It may simply be that they got the passwords wrong the first few times?
It looks like manual login attepmts (given that they tried a few times
to get iptables right), so this may well be the explanation.

> .. which, if I understand it correctly, is redirecting DNS requests
> to that IP address (various sites reckon that's a site in Germany,
> chipmanuals.com, apparently owned by someone in Tbilisi, Georgia...)


Which of course may also be compromised.

> Secondly, on Sunday various files were placed in /tmp/.estbuild
> including a copy of nginx.
>
> This seems to have been serving a version of the Dridex trojan in
> the form of a Windows .exe file from (domain name)/uniq/* before
> passing the request onto Apache to 404 the /uniq/ URLs. Fortunately,
> because of how it was set up, only requests to the server's own
> domain name were affected and it looks like that only had about
> three human visitors in that time, one of whom complained.

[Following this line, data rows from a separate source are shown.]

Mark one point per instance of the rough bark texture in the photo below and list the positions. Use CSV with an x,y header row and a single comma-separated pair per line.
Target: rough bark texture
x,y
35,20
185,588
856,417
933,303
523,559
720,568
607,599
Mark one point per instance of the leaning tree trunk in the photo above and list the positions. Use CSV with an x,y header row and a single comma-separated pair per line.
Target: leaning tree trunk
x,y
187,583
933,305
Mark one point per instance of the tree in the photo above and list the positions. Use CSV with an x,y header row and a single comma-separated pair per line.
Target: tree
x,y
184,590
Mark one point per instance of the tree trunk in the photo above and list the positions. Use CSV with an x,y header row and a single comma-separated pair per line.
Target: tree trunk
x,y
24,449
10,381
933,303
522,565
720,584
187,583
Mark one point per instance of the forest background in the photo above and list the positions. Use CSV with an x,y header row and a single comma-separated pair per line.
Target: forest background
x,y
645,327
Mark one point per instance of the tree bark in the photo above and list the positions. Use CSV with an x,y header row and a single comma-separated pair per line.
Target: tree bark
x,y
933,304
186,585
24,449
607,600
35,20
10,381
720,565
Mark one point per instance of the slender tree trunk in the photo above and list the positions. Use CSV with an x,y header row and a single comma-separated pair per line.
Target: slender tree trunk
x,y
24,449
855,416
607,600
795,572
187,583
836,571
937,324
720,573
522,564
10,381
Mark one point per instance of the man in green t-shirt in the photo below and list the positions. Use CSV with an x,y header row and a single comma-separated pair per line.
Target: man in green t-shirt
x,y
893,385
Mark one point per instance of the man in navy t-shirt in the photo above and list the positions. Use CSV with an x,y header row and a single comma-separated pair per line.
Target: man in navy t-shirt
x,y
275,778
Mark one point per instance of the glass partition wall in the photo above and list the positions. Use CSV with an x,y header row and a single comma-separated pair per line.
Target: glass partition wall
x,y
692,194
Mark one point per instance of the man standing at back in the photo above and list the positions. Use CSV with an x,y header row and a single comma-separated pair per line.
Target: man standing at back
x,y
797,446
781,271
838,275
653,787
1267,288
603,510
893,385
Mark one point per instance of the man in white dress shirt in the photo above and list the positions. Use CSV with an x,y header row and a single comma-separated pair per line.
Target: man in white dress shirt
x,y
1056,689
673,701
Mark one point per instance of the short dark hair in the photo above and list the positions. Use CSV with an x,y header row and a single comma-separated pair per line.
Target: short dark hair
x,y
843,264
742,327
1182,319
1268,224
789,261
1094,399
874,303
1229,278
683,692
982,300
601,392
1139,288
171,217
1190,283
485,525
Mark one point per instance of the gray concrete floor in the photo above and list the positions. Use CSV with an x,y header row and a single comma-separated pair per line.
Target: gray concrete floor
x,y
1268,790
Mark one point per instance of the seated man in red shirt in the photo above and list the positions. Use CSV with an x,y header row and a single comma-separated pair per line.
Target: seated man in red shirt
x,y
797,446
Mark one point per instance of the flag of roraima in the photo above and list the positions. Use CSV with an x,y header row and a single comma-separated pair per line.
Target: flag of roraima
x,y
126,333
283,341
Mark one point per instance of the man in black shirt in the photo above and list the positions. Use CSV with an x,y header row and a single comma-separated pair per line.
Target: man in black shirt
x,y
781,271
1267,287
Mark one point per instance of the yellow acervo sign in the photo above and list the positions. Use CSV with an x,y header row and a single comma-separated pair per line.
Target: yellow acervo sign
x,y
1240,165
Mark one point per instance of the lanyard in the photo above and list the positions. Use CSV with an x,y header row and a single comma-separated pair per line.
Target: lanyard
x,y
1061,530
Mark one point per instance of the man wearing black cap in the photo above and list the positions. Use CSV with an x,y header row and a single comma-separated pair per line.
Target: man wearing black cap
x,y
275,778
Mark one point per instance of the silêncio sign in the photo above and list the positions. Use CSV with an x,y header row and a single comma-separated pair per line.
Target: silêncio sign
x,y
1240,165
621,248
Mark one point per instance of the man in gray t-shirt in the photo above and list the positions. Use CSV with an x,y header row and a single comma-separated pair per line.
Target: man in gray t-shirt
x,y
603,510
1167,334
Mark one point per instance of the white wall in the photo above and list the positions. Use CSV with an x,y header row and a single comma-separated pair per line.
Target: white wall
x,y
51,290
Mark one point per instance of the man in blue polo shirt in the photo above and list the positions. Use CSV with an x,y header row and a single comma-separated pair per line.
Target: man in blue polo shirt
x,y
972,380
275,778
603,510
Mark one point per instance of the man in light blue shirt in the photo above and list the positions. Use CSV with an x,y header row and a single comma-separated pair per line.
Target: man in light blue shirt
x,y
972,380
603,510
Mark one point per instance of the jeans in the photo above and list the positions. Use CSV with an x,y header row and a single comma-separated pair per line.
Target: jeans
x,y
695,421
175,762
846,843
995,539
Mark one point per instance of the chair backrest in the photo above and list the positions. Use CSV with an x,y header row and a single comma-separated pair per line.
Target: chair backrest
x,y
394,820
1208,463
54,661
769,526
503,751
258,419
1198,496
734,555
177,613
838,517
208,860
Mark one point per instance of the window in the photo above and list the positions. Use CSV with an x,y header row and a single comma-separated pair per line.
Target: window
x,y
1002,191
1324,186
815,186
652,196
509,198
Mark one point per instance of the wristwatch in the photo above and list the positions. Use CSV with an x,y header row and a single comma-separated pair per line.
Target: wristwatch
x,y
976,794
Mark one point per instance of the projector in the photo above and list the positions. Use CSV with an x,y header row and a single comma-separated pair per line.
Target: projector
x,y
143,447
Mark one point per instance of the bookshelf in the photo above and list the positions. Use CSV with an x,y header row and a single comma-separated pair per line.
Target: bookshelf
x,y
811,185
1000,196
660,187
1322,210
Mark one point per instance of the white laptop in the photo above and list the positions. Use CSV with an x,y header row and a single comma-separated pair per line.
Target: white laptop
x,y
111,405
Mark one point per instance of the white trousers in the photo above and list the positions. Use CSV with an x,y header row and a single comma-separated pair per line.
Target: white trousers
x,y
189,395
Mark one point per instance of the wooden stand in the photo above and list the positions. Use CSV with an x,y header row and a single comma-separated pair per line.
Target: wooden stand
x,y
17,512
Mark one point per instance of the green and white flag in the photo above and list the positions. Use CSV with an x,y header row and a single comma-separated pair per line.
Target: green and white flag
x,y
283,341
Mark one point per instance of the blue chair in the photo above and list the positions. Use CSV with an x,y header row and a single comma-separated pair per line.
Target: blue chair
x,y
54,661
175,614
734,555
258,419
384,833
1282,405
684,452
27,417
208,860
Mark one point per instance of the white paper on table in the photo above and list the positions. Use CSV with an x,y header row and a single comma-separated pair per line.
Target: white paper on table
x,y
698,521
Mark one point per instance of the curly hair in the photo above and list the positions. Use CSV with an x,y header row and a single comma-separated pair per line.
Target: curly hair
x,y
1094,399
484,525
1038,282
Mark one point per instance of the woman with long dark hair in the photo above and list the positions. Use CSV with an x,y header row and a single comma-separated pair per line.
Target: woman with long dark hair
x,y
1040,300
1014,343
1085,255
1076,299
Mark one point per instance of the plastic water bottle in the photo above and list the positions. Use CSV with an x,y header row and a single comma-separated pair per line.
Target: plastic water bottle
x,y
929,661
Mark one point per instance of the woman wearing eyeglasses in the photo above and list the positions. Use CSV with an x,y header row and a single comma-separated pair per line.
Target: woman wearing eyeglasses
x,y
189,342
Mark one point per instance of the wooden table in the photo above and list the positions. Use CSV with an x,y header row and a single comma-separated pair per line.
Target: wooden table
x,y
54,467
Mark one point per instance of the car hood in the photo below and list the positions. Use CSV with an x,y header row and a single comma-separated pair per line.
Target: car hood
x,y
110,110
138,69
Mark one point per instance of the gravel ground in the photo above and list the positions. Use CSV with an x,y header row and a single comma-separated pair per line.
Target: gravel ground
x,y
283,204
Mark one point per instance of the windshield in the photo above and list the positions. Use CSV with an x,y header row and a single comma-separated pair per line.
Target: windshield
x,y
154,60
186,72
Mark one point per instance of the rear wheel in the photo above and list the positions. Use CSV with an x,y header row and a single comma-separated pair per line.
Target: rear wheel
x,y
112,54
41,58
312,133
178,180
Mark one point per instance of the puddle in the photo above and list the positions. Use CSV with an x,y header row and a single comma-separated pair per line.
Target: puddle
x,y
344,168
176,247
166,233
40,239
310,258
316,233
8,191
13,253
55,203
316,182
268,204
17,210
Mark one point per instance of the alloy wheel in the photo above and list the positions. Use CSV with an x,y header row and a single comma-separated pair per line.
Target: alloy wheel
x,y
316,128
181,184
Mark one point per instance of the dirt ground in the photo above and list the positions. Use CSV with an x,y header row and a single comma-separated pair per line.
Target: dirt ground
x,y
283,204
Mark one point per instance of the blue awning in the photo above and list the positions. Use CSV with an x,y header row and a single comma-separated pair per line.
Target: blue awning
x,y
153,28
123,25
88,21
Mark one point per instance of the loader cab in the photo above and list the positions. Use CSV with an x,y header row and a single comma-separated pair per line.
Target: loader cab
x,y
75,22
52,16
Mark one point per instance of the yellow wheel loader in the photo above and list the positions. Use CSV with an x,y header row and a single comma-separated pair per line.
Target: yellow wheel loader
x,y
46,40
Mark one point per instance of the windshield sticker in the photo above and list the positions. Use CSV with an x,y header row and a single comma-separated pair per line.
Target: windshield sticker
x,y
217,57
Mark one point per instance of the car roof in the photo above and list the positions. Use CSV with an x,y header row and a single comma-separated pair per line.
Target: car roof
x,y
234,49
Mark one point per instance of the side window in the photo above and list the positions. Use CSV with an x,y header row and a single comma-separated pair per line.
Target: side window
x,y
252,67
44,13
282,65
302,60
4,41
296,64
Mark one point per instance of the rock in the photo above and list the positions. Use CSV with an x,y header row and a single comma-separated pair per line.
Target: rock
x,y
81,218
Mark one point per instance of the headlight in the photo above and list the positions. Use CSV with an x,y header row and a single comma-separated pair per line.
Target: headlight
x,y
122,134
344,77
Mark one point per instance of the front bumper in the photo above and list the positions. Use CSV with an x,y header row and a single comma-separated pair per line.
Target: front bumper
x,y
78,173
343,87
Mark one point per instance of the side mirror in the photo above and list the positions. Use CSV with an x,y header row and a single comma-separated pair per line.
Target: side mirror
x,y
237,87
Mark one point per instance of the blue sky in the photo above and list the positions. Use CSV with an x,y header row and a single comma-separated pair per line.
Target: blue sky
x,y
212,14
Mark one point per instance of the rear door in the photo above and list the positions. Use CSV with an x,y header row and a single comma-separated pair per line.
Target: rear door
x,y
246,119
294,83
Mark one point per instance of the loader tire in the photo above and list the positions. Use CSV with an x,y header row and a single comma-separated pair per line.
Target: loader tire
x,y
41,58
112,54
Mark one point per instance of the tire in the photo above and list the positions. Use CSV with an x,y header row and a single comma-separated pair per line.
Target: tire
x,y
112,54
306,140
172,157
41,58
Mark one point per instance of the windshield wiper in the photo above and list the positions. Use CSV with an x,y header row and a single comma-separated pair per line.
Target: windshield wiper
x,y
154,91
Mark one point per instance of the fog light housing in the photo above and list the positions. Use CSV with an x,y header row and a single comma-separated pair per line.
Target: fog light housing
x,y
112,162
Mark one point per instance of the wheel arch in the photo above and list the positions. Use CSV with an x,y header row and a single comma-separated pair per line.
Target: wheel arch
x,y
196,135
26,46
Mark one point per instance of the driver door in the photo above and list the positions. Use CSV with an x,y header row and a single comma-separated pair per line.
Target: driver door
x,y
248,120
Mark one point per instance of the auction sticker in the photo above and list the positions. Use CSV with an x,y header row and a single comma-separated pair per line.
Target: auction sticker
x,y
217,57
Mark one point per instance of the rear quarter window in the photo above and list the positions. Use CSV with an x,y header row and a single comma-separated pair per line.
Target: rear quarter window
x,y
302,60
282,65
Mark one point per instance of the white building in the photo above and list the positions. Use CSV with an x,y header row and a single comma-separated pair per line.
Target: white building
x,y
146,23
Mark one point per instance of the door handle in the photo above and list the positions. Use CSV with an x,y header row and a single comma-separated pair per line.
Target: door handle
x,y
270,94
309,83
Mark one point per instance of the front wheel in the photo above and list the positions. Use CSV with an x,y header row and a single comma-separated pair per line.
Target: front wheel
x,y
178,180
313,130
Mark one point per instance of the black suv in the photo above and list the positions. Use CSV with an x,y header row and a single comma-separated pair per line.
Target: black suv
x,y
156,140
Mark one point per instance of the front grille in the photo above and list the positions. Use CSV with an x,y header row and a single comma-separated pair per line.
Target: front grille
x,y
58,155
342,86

Yes, that looks like Dridex, see e.g.
https://twitter.com/khast3x/status/656390695062740992

FWIW I think XML-RPC is an unlikely attack factor, assuming the password
isn't a dictionary word or something similar. The attack speeds up
brute-force attacks significantly, but it remains brute-force.

Logjam sounds even less likely, as it's relatively expensive and
requires a man-in-the-middle position.

Also, I think the root access they got on the server is far more
powerful than merely having access to WordPress. So it's not impossible
that they used the latter kind of access and somehow used that to
escalate to SSH.

Are you ok with me forwarding your email to some security researchers?
They'd probably be happy to help you. Dridex survived a huge takedown
effort from the FBI and others (the botherder was arrested). This makes
it a very hot topic in security circles.

Martijn.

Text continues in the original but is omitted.